Enfin, les smartphones peuvent lire les QR codes

Depuis l’invention du QR Code en 1994, son utilisation était restée peu importante pendant presque une décennie. Ce qui en a libéré l’usage, c’est l’arrivée du smartphone en 2002 (surtout à partir de l’iPhone d’Apple en 2007 qui en popularise l’usage à grande échelle). Dès lors, les smartphones disposent d’un appareil photo et s’équipent alors progressivement de la technologie permettant de scanner le code bidimensionnel.

Aujourd’hui, la plupart est capable de lire nativement (sans appli intermédiaire) l’étiquette carrée lorsqu’elle se présente dans le cadre de l’appareil photo. Le scanner détecte qu’il a affaire à un QR code et affiche instantanément l’information qu’il décode. Une des premières utilisations qui aura les faveurs du grand-public, c’est notamment de permettre l’accès à un site web sans avoir à en saisir l’URL.

On voit assez vite apparaitre des services en ligne gratuits permettant de générer des QR codes très facilement. On peut choisir le contenu de l’information (URL, message, profil de réseau social…), le niveau de sécurité, la taille, la couleur du code que l’on souhaite générer.

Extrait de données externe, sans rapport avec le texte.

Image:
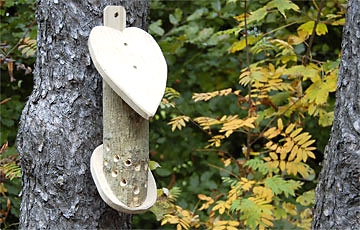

Quelques usages inattendus (ou pas) du QR Code

– Hi, cKiou a bien vu que le QR Code ne sert pas que pour le « pass sanitaire ». Arrête-moi si je me trompe, mais il est devenu tellement facile de créer le code et de le lire qu’on le voit de plus en plus souvent. Par exemple, de plus en plus d’émissions de télé invitent les Humains à scanner un code pour aller poser des questions sur des sujets qui les préoccupent.

– Non cKiou, tu ne te trompes pas, sa simplicité d’usage offre à cette technologie de nombreuses applications comme celle que tu évoques. Flasher le code et se retrouver directement au bon endroit sur un site, sans la moindre recherche ou saisie d’URL, est un réflexe qui a commencé à se développer d’abord au Japon et en Corée, avant de s’étendre très vite aux États-Unis puis à l’Europe.

Usages grand-public

Concrètement, le grand-public a vu apparaitre ces images carrées (à l’esthétique géométrique à première vue impénétrable) dans sa vie quotidienne et sur de nombreux supports. On le retrouve sur des emballages de produits, des magazines, des affiches, même sur des T-Shirts de supporters sportifs par exemple… Une fois scanné, il donne accès à des informations complémentaires sur un produit, une exposition, l’histoire d’un monument ou d’un site touristique, des promotions, des notices techniques, des horaires de trains, etc. Il n’est pas rare non plus de trouver un code à scanner au dos d’un livre, permettant de renvoyer le lecteur sur une page d’informations concernant l’auteur, ou de faciliter le travail des bibliothécaires en informant sur les données d’édition de l’ouvrage.

Usages logistiques (robots et composants électroniques…)

 

Ces usages courants ne sont pas les seuls. Nés dans le secteur logistique, ils foisonnent toujours dans ce domaine. Cela va du stockage, de l’emballage, à l’expédition en passant par le suivi, la gestion des commandes et/ou des promotions… Mais aussi pour des usages à première vue plus improbables, comme « sous les pieds » des robots logistiques de quelques entrepôts d’Amazon. En effet, des bandes de guidage équipées de QR Codes sont collées au sol, permettant aux robots de se repérer pour se déplacer de façon autonome, jusqu’à une vitesse autour de 5km/h.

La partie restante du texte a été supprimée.